Omoda prepara E5 elétrico R$ 60 mil mais barato para ser o elétrico com melhor custo-benefício do Brasil
Versão de entrada sairia por cerca de R$ 60 mil a menos que a atual e colocaria o SUV elétrico na faixa de BYD Dolphin e companhia
Publicado em 01/07/2026 às 20h00
A Omoda & Jaecoo prepara uma ofensiva para deslanchar as vendas do Omoda E5 no Brasil. Segundo o jornalista Jorge Moraes, da CNN, a marca deve lançar, ainda neste ano, uma versão de entrada do SUV elétrico por R$ 149.900 — cerca de R$ 60 mil a menos que a única configuração hoje à venda, de R$ 209.990.

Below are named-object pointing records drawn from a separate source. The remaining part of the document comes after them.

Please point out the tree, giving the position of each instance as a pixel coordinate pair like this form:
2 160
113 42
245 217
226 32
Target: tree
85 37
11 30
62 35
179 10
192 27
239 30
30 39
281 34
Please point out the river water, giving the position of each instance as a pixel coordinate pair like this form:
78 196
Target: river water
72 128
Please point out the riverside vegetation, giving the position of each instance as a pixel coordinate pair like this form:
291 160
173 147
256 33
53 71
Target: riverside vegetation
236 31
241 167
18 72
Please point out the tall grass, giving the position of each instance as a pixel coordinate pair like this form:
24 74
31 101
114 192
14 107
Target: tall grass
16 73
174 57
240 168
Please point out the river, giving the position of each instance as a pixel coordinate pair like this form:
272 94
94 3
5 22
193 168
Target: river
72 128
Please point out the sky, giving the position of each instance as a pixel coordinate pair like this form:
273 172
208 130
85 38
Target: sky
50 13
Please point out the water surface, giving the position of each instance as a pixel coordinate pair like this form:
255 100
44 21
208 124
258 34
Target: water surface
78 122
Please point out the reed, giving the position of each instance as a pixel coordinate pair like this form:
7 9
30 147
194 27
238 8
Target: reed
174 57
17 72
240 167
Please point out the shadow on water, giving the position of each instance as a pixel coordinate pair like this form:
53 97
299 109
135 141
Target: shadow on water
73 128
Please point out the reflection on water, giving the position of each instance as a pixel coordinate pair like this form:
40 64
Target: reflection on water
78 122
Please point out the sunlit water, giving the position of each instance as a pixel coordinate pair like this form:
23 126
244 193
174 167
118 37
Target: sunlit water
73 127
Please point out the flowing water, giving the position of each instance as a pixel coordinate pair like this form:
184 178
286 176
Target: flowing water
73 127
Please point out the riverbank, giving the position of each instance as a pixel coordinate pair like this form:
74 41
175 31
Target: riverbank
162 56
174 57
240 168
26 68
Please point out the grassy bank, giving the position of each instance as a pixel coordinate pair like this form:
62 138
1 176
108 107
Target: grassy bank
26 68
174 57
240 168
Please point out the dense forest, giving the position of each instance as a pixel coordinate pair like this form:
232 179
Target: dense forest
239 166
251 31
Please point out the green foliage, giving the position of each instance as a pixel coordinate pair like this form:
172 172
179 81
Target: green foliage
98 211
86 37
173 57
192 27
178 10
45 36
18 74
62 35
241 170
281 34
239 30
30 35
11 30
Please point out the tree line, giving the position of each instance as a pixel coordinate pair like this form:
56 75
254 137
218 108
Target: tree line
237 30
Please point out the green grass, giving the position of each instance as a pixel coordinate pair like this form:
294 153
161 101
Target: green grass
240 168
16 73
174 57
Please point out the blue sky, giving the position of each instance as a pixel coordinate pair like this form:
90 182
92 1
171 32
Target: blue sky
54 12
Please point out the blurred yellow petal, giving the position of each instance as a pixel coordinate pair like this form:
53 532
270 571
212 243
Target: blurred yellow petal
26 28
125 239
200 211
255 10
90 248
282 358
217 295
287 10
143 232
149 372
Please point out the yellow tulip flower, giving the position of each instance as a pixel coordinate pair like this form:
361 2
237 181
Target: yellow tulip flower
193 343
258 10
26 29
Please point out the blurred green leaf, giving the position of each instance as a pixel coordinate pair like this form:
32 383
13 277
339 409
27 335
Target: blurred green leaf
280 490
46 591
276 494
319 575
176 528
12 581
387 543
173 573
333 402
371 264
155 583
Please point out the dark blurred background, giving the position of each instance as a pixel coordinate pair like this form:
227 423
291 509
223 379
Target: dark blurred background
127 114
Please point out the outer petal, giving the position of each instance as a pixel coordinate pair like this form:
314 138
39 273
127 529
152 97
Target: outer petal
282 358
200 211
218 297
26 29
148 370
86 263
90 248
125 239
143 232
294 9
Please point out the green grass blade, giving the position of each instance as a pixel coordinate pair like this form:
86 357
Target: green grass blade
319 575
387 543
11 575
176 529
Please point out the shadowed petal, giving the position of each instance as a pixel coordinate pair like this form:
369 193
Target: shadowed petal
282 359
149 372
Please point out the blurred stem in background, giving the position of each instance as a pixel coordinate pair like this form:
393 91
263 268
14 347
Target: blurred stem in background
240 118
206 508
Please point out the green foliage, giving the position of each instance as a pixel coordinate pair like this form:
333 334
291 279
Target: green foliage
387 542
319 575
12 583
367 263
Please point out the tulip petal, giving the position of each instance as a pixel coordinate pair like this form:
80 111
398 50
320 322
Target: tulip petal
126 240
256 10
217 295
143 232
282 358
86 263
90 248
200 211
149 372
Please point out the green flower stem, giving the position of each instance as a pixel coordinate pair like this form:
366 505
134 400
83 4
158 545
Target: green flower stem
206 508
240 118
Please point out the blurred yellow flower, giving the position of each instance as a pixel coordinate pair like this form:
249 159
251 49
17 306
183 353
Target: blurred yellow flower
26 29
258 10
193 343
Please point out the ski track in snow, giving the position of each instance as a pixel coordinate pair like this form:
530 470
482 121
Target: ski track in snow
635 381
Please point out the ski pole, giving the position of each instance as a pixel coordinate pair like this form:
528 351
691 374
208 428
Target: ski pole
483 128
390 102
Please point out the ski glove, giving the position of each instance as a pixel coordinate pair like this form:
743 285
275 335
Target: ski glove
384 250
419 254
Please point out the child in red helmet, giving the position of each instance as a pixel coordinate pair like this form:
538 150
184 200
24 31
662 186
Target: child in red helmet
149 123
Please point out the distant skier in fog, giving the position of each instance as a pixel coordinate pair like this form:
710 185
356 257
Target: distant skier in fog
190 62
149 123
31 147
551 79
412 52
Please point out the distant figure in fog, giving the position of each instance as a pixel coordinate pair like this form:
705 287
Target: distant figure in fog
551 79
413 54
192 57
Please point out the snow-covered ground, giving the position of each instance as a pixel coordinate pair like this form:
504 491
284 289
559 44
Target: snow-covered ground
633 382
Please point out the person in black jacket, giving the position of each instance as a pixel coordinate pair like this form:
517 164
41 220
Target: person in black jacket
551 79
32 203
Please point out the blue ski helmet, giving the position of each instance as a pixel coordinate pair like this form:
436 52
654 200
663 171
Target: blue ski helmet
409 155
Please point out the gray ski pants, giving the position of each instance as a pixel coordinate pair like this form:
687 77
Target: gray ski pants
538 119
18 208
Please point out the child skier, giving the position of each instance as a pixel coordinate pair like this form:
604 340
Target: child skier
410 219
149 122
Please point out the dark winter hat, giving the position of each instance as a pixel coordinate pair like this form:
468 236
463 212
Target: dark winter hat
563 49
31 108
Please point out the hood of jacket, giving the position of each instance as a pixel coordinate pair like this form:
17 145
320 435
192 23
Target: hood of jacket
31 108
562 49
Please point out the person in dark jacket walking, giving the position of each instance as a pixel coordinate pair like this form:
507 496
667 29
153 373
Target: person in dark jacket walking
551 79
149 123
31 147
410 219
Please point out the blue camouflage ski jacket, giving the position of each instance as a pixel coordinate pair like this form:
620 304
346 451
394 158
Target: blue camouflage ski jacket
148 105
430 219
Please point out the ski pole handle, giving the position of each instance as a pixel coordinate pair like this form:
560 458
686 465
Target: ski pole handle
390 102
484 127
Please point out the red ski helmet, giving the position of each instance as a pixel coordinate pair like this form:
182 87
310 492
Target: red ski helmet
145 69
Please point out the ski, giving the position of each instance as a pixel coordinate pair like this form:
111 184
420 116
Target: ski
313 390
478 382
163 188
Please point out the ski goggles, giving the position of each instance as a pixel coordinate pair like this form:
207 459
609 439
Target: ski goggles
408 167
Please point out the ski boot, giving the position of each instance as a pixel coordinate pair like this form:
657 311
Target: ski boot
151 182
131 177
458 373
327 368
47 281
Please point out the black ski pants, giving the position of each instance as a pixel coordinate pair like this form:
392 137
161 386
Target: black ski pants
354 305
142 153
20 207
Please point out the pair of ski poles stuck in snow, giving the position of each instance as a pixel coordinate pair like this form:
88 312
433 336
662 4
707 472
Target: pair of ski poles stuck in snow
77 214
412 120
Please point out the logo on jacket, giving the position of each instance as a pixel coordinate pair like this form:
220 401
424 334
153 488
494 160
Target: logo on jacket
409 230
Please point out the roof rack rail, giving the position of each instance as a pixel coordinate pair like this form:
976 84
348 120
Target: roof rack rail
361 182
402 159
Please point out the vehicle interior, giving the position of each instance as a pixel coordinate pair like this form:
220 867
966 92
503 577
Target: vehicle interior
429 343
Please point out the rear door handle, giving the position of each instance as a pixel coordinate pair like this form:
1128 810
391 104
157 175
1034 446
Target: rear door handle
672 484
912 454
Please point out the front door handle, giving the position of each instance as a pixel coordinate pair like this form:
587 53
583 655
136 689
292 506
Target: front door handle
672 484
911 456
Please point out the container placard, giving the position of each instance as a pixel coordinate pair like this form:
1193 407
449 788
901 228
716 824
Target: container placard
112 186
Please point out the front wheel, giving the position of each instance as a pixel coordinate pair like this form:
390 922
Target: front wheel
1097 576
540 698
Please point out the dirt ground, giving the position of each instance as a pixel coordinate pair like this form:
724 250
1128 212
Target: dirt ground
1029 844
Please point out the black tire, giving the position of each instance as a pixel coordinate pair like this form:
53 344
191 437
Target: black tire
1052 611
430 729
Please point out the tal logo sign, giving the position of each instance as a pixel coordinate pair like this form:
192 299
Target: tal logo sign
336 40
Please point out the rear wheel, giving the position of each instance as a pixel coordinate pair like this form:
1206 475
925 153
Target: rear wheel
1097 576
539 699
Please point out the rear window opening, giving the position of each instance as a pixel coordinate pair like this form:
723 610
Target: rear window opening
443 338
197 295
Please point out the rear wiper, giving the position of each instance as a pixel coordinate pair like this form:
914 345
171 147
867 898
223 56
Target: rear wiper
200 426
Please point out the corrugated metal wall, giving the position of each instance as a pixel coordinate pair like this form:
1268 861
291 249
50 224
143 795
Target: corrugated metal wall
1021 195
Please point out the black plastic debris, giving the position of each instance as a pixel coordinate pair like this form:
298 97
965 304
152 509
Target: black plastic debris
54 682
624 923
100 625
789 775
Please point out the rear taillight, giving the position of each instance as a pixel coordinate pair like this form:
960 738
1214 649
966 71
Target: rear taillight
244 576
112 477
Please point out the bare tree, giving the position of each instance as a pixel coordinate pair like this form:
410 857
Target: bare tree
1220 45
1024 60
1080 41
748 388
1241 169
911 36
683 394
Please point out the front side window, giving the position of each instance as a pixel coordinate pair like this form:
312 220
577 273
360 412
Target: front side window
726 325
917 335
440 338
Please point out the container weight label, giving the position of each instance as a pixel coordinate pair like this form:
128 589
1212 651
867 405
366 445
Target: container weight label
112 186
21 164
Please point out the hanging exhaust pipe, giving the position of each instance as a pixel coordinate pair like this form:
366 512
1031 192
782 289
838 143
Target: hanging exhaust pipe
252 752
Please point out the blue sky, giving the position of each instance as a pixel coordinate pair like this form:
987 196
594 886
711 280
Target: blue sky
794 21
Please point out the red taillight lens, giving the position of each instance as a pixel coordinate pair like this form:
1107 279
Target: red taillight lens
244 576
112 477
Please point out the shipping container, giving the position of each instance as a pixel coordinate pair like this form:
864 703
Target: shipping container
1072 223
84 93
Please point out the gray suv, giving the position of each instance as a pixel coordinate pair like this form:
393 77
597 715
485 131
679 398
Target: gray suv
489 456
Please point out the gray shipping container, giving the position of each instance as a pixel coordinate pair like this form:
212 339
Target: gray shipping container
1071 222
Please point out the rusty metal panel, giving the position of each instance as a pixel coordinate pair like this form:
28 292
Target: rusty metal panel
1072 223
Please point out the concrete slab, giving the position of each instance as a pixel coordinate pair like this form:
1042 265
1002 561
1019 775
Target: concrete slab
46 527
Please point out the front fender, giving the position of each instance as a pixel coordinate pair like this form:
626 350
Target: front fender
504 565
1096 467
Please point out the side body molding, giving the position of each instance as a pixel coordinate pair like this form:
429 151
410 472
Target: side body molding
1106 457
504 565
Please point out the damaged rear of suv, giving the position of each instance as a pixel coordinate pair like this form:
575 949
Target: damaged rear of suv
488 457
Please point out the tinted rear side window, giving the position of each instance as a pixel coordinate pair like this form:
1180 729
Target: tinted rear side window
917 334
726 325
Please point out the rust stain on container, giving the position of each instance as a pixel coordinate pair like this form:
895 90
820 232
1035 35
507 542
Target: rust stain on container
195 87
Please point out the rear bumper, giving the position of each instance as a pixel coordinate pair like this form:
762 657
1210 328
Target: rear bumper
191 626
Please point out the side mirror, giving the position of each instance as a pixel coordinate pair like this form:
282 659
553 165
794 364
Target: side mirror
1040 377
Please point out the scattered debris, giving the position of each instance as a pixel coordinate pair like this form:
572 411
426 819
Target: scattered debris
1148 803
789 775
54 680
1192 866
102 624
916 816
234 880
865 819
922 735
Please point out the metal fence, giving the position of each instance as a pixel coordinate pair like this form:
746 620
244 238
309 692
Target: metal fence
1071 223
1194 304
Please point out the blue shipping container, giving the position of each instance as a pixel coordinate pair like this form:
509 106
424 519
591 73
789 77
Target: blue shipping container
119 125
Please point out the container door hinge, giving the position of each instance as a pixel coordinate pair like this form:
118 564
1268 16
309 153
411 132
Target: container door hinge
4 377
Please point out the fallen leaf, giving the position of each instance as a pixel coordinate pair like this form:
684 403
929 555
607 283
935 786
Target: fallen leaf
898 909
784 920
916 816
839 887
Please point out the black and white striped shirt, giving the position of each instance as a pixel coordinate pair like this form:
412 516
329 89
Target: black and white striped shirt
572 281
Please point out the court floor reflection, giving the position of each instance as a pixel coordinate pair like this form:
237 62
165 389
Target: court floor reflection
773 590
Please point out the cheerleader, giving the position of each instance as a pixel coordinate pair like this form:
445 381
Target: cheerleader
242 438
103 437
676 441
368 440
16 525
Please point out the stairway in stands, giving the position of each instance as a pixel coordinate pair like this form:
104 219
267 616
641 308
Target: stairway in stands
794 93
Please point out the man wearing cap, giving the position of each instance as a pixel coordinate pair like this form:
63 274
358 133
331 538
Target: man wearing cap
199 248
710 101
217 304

O corte de preço tem um objetivo claro: reverter o desempenho discreto do modelo, que soma pouco mais de 500 unidades emplacadas desde a estreia no país, em 2025. Com o novo valor, o E5 deixa de brigar apenas entre os SUVs elétricos e passa a mirar compactos mais baratos, como o BYD Dolphin — que parte de uma bateria de 44,9 kWh e cerca de 291 km de autonomia pelo Inmetro —, o GWM Ora 03 e o futuro Chevrolet Spark EUV.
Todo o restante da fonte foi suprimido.